Publishing to Homebrew tap and Scoop bucket repositories requires a `PACKAGING_REPO_TOKEN` secret. The optional `HOMEBREW_TAP_REPO` and `SCOOP_BUCKET_REPO` repository variables override defaults (`antonio-orionus/homebrew-url-sanitize` and `antonio-orionus/scoop-url-sanitize`).
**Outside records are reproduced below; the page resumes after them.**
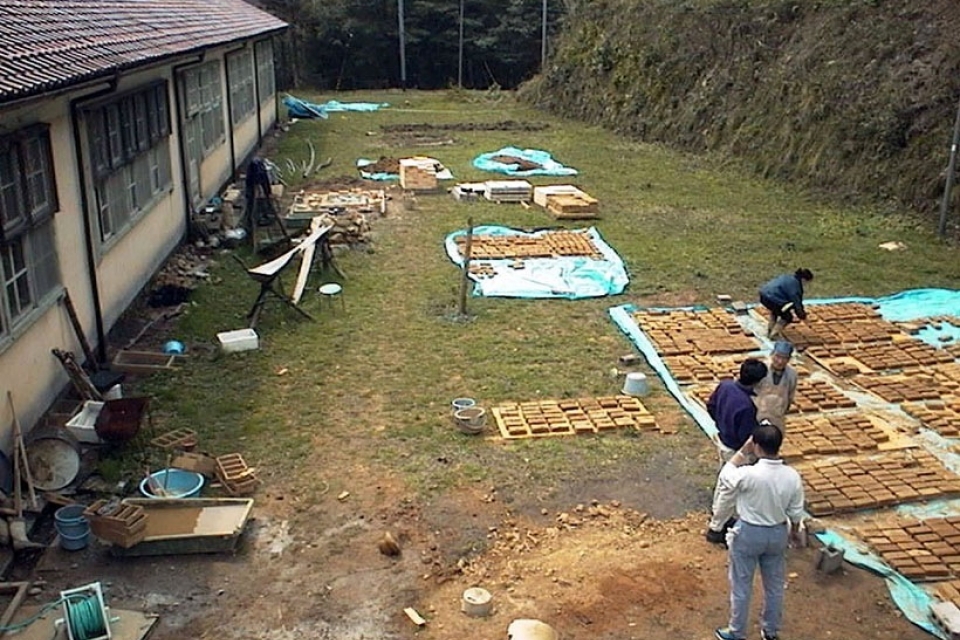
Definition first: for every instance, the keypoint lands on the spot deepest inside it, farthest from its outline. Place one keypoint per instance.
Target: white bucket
(114, 393)
(636, 384)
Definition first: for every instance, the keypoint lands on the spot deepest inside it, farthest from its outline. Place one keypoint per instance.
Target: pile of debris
(349, 227)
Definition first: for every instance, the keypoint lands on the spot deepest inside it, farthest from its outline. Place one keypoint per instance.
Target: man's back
(768, 493)
(732, 409)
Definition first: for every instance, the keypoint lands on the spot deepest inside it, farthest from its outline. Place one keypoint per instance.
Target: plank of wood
(306, 261)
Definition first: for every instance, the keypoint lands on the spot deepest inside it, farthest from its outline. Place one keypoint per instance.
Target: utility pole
(543, 39)
(460, 51)
(951, 171)
(403, 46)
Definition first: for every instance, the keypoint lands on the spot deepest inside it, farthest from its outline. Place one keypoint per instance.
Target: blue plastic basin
(176, 483)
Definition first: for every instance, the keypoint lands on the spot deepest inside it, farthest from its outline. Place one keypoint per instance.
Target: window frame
(133, 129)
(29, 265)
(240, 83)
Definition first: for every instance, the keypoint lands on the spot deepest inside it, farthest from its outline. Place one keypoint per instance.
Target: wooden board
(197, 525)
(128, 361)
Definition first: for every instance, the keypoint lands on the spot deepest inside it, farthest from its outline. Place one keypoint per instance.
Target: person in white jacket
(770, 505)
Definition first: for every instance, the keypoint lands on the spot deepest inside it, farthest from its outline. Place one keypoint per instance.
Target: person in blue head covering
(776, 391)
(783, 298)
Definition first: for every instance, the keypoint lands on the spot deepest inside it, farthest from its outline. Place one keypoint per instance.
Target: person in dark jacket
(783, 297)
(733, 410)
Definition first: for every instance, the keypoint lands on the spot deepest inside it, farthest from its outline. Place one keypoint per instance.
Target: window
(130, 153)
(240, 75)
(203, 104)
(28, 200)
(265, 78)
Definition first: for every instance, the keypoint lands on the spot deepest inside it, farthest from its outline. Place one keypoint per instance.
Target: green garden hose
(85, 616)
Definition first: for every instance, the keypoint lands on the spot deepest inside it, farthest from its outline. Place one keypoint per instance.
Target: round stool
(331, 290)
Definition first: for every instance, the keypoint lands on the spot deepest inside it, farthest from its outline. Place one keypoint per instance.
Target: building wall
(125, 263)
(27, 366)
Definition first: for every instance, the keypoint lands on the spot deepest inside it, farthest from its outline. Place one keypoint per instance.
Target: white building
(117, 118)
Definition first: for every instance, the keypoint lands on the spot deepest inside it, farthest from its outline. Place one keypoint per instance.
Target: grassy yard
(358, 394)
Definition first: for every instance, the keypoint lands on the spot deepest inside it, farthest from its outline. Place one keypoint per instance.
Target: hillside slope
(856, 97)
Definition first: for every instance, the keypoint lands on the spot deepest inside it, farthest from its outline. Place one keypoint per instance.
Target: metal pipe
(460, 51)
(181, 146)
(86, 215)
(951, 171)
(403, 46)
(543, 39)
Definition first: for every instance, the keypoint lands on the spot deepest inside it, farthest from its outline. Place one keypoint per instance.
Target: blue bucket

If the token is absent, release automation skips external package-manager publication.
## Docs
- [Roadmap](docs/roadmap.md) — milestone detail, deferred surfaces, and strategic context
- [Behavioral spec](docs/spec.md) — result schema and implementation contract
- [Benchmarks](docs/benchmarks.md) — current sanitizer throughput numbers
- [Threat model](docs/threat-model.md) — what hash verification proves and what it doesn't
- [License model](docs/license-model.md) — why the engine is MIT and rule data is LGPL-3.0
- [ClearURLs compatibility](docs/clearurls-compat.md) — migrating from ClearURLs or `@quik-fe/clear-urls`
- [Non-goals](docs/non-goals.md) — what this project will never do
- [Security policy](SECURITY.md) — responsible disclosure and supported versions
## Roadmap
- **v0.1** — TypeScript engine, ClearURLs adapter, npm CLI, Rust engine, Rust CLI, shared conformance, daily sync workflow ✓
- **v0.2** — broader native archive coverage, installer refinements, Homebrew/Scoop, CI install examples ✓
- **v0.3** — runtime catalog fetching, custom user-defined catalogs, schema validation ✓
- **v1.0** — stable public API, result types, benchmarks, security policy ✓
- **v2.0** — multi-source packages: AdGuard, Brave, Firefox, merged catalog ✓
- **Deferred** — GitHub Action, MCP, AUR/Winget/distro packages, native npm packages, WASM, in-process Python bindings
## Development
Requires Node.js ≥ 22 and pnpm. Rust toolchain required for crate targets (MSRV 1.75).
```sh
git clone https://github.com/antonio-orionus/url-sanitize.git
cd url-sanitize
pnpm install
pnpm build # tsup build all packages
pnpm test # vitest
pnpm typecheck
pnpm lint
cargo test --workspace
```
Upstream rule catalogs sync automatically via `sync-clearurls.yml`. To pull them manually:
```sh
pnpm sync:sources
```
Pre-push hook runs: `pnpm build`, `pnpm lint`, `pnpm typecheck`, `pnpm test`, `cargo fmt --all --check`, `cargo clippy --workspace --all-targets -- -D warnings`, `cargo test --workspace`, and `cargo package -p url-sanitize-core --allow-dirty`.
## Contributing
PRs welcome. See [CONTRIBUTING.md](CONTRIBUTING.md).
## License
MIT for engine, CLI, and tooling. Bundled upstream rule data keeps its source license: ClearURLs and AdGuard data are LGPL-3.0-only; Brave and Firefox data are MPL-2.0. See [LICENSE](LICENSE) and [docs/license-model.md](docs/license-model.md).